プレジデントオンライン / 2023年6月9日 10時15分

※写真はイメージです - 写真=iStock.com/Galeanu Mihai

大手電力会社による不祥事が相次いでいる。京都大学の竹内敬二特任教授は「電力市場の自由化に抵抗し、『地域独占時代』に押し戻そうとしている表れだ。特に悪質なのは、日本の発電の8割を担う強い影響力を利用した卸し電力市場の価格操作だろう」という――。

■「カルテルが電気代を上げているのでは?」

電力7社(北海道電力、東北、東京、北陸、中国、四国、沖縄)が6月から電気料金を上げた。各社で15~39%と大幅だ。経産省は値上げ幅を圧縮したが、それでも大幅なので消費者の反発は大きく、審議では消費者庁から「カルテルなどの不祥事が値上げを押し上げているのでは」として調べるよう注文がついた。電力業界は大いにプライドを傷つけられたことだろう。

この「カルテルなどの不祥事」とは次のようなものだ。

①カルテル

3月30日、公正取引委員会がその処分を公表した。2018年から関西電力が中部電力、中国電力、九州電力などと協議し、各社はそれぞれ旧来のエリア内での営業にほぼとどめるように合意していた。いわゆるカルテルだ。電力価格のつり上げや新規参入会社である「新電力」を排除するような操作も行っていた。後で詳しく述べる。(カルテルに関わったのは関西電力、中部、中国、九州)

■ライバル会社の顧客情報を「盗み見」

②不正閲覧

これもやはり関西電力から経産省への自主的な報告があって明らかになった。大手電力会社には「発電部門」「送配電(送電線)部門」「小売り部門」がそろっている。電力自由化が進む中で2020年、「送配電部門」が法的に分離された(例えば関電では「関西電力送配電」という子会社になった)。これを「発送電分離」と呼ぶ。

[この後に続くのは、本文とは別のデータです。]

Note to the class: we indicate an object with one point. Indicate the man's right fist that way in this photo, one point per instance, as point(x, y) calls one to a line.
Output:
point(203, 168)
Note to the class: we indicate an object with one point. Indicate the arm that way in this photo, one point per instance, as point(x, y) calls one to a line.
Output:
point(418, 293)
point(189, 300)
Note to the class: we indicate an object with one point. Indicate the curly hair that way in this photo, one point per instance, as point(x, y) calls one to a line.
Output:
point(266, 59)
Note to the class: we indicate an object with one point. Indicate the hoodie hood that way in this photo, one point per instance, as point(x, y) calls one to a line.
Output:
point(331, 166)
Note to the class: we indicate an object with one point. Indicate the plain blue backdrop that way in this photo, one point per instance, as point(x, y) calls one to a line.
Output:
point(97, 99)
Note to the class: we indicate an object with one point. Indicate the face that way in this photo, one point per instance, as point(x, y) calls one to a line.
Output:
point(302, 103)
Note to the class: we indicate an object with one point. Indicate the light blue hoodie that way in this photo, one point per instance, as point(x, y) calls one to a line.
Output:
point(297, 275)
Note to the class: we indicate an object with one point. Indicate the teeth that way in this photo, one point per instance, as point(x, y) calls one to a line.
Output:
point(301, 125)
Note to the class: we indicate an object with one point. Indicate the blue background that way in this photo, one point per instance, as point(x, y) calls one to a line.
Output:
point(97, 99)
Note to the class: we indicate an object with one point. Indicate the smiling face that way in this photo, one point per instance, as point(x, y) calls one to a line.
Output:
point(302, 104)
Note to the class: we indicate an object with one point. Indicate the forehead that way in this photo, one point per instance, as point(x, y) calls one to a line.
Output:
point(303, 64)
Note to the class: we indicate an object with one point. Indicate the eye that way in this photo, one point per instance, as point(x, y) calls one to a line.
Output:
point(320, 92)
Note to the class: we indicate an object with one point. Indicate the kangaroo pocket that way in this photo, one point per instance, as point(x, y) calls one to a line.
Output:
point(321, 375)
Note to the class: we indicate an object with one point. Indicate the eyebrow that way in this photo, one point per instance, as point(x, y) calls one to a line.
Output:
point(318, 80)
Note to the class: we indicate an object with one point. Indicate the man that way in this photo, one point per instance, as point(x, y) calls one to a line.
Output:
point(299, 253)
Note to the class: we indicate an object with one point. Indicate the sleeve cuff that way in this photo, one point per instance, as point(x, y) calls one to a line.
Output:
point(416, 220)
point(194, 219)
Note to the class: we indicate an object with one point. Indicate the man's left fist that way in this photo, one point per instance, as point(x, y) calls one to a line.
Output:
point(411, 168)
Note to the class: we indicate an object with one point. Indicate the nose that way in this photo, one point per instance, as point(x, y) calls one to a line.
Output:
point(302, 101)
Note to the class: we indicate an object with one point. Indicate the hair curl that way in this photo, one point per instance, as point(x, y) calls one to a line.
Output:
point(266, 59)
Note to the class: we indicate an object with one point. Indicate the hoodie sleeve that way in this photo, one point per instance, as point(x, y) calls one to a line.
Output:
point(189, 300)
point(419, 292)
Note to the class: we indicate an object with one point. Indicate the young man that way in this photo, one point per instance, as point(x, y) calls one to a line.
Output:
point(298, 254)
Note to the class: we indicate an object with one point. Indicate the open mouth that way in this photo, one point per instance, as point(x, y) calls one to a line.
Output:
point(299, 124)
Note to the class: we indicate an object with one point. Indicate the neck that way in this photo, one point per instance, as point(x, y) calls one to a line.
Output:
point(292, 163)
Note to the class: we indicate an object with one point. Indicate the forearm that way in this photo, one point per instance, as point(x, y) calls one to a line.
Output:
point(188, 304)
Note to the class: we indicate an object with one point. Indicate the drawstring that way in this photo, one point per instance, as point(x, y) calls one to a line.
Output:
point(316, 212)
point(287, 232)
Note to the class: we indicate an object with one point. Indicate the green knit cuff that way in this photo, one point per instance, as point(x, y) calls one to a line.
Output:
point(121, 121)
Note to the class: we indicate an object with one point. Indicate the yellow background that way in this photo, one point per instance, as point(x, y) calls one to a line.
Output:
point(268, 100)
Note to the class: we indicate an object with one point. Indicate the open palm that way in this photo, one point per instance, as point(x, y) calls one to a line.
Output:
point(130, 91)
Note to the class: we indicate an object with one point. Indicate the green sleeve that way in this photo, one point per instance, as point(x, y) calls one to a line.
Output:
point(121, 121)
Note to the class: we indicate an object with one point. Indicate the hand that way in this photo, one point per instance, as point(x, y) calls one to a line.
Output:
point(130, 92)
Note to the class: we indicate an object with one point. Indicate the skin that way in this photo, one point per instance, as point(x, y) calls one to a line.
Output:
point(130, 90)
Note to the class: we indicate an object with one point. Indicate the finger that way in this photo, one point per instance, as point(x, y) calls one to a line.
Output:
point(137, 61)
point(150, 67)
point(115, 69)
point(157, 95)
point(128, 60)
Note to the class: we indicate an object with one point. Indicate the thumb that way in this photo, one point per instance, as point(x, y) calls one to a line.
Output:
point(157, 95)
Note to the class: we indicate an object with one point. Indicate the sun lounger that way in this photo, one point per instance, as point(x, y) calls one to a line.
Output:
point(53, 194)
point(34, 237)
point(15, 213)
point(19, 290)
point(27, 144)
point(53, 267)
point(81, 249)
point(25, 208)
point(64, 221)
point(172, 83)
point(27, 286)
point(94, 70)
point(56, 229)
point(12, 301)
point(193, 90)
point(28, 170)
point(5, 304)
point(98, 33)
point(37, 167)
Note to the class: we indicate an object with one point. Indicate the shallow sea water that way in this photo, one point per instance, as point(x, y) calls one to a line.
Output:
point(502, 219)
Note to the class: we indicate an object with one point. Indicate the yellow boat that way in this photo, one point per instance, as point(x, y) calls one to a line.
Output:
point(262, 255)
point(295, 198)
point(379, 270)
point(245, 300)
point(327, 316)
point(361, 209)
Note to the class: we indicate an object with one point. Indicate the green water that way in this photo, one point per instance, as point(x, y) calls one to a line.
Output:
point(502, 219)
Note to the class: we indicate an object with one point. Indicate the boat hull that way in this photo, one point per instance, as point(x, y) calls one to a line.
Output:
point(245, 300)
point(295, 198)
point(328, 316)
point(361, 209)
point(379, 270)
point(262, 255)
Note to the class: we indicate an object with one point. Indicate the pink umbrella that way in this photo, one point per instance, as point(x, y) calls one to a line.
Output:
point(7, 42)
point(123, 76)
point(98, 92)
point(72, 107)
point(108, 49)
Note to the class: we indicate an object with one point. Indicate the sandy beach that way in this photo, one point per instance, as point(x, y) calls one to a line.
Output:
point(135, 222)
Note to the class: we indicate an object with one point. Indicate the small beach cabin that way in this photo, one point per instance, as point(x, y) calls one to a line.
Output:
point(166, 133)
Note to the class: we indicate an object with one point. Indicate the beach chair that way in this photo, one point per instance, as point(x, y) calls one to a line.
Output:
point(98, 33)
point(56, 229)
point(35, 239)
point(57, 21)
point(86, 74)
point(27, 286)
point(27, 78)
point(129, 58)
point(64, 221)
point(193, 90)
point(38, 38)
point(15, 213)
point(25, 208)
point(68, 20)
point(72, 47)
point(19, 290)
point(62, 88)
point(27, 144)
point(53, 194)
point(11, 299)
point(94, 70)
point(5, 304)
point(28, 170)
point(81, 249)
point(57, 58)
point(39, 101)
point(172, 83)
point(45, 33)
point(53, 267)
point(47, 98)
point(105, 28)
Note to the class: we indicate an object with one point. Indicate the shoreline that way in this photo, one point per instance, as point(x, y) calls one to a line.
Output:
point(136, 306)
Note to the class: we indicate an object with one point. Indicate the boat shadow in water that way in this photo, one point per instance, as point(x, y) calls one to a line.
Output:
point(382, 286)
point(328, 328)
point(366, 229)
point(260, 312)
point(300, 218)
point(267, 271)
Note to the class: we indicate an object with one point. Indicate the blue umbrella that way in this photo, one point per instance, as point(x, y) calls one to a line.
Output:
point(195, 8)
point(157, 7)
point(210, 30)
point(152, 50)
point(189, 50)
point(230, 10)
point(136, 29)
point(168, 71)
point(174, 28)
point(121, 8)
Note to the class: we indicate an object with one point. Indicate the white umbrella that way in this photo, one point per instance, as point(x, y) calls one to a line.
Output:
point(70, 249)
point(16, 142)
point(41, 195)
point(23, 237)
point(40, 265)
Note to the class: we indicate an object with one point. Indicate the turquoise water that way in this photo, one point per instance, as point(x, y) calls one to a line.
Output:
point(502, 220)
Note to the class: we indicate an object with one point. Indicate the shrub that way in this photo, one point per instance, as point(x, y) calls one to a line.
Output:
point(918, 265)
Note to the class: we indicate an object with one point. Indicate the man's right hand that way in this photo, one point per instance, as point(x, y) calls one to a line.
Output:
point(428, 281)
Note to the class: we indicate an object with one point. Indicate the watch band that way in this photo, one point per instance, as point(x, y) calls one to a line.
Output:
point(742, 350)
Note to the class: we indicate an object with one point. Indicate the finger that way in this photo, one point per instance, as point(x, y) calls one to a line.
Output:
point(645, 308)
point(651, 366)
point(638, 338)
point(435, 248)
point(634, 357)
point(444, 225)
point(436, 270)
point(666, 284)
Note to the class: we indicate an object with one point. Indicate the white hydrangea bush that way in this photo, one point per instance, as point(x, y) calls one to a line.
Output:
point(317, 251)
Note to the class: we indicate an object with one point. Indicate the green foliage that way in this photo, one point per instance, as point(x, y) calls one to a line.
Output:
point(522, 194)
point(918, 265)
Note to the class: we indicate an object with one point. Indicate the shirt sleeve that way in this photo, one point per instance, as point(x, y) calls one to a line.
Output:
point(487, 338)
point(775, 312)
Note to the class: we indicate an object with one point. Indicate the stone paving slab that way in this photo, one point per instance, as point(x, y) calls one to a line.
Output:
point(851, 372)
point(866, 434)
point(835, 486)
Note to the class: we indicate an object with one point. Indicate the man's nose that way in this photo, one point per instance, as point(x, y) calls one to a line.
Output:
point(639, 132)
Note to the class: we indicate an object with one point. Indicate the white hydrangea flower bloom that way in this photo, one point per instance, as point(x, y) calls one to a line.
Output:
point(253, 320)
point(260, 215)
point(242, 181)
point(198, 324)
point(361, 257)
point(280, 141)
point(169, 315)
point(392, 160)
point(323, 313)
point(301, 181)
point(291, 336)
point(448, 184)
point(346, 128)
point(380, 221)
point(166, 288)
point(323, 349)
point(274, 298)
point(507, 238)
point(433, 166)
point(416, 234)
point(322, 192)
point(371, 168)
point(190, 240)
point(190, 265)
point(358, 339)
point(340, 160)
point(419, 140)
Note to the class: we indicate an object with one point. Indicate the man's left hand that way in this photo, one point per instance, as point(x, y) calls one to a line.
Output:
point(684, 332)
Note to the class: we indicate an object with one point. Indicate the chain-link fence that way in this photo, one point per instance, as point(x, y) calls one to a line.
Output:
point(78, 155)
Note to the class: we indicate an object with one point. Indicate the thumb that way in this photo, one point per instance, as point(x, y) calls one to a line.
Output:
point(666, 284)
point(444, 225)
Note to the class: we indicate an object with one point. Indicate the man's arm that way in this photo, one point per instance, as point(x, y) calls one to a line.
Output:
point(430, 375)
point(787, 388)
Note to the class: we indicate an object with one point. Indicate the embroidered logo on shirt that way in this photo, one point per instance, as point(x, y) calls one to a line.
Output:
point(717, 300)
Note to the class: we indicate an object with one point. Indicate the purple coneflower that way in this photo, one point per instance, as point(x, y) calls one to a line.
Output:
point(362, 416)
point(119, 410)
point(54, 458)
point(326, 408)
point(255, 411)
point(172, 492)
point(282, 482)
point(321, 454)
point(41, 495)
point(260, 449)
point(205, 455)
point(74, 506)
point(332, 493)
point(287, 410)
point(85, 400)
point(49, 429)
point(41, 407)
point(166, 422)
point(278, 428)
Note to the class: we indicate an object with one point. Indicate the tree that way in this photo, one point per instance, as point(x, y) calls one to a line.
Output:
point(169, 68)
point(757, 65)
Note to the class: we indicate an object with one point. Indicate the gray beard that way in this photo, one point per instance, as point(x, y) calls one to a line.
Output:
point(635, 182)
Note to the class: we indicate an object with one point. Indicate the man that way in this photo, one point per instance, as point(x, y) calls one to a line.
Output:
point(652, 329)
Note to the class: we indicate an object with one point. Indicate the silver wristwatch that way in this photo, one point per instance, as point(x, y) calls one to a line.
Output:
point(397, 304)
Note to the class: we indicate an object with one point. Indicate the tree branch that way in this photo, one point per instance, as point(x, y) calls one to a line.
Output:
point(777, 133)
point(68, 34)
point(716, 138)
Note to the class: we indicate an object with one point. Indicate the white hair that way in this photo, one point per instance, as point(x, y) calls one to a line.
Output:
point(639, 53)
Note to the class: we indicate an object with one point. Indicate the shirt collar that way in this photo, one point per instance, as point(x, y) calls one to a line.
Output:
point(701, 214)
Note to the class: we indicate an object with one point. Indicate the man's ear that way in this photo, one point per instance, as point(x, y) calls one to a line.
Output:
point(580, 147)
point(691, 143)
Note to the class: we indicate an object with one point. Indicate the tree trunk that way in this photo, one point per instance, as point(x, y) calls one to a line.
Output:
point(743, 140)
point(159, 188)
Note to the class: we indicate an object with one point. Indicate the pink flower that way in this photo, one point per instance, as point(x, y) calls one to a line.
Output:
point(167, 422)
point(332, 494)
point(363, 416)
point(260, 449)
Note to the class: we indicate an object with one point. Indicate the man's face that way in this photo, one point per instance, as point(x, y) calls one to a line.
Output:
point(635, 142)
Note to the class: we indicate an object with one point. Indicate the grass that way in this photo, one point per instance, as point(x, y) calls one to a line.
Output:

一方、16年以降「新電力」と呼ばれる小売会社がたくさんできた。この新電力と「大手電力の小売り部門」はライバル関係にあるが、大手の小売り部門の社員が、自社の送配電部門(例えば関電送配電)が仕事で知り得た新電力の顧客情報を見ていたのである。公平な競争のため情報遮断が決められているので「盗み見」だ。

■発送電分離は骨抜きにされていた

漏洩した情報には「どこの会社に電気をいくらで売っているか」といった内容もある。「あなたの会社は新電力から電気を買っているけど、わが社と契約したら安くしますよ」のように使われると自由化も公平な競争もあったものではない。

不正閲覧は自由化のかなめである「発送電分離」が骨抜きにされていることを示した(不正閲覧に関わったのは関西電力、東北電力、四国電力、中部電力、中国電力、九州電力、沖縄電力)。

情報漏洩に関して関電が顧客に出したわび状
筆者提供
情報漏洩に関して関電が顧客に出したわび状 - 筆者提供

■原発立地と電力会社の大スキャンダル

③関電の高額金品受領

不祥事といえばこの衝撃的な事件を忘れるわけにはいかない。関西電力の役員らが、原発が立地している福井県高浜町の元助役(故人)や元助役の関連会社から超多額のお金や品物をもらっていた事件である。分かっているだけでも1987年以降の約30年間にわたって関電関係の約80人が総額4億円近い金品を受け取っていた。額の大きさ、期間の長さからみても他に類を見ない事件だ。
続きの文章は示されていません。